Society has evolved from hunter-gatherer societies to large complex states with many social institutions in each sphere. Hunter-gatherer consciousness is based on taking rather than producing. Like animals in the wild grazing on grass, or hunting and killing other animals for food, hunter-gatherer societies subsist on natural resources that they compete for against others. Civilization, on the other hand, is rooted in the economic production of goods and services so that an abundance of food and necessities can exist for all people to live in harmony. The fundamental rules, “thou shall not kill” and “thou shall not steal,” are the most fundamental rules that underpin governance in a civilized society where the protection of life and property is necessary.

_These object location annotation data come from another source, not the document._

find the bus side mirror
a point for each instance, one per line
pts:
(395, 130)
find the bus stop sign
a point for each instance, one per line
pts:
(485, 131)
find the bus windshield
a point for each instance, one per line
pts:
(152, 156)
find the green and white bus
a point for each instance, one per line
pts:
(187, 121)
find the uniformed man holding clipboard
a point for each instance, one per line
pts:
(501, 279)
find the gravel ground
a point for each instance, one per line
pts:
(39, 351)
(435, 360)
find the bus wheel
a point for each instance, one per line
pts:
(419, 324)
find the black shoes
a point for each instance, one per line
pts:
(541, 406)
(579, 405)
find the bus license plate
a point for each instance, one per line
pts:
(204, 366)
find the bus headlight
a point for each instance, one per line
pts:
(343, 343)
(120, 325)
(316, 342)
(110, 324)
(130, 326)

In a civilized society, the cultural sphere is responsible for instilling knowledge and values of socialization that suppress animalistic hunter-gather instincts to kill and steal in the face of shortages and instill an instinct to invent and solve problems of shortages with the production of new, or more, goods and services.
Social institutions have evolved to serve people more efficiently by specializing in social functions in the three cultural spheres. For example, in the cultural sphere, there are religious and scientific institutions, schools, museums, and sports. In the economic sphere, there are banks, corporations, factories, and supply chains. In the sphere of governance, there are police, courts, and legislative bodies. Social institutions are often called “social organs” because when they perform their specific functions well, as the organs of the human body each doing their part, the entire society is healthy—and integral.
Failed states, poverty, and human rights violations are symptoms of an improperly integrated, or unprincipled, society. In the modern world, this means the lack of healthy social institutions performing their function. This stems from the failure of individuals in a society to have developed an integral social consciousness. In the absence of integral social consciousness, social institutions get hijacked for personal ends, misdirected for other purposes, and taken over by other institutions. They are run by a hunter-gather social consciousness in which selfish pursuits play out as strategic group interests, thinking in terms of conquest and theft, rather than increased production and problem-solving for the whole of society.
The science of integral society is the study of the social evolution of the relationship of the three social spheres—culture, economy, and government—and the purpose and smooth functioning of the social institutions in each sphere.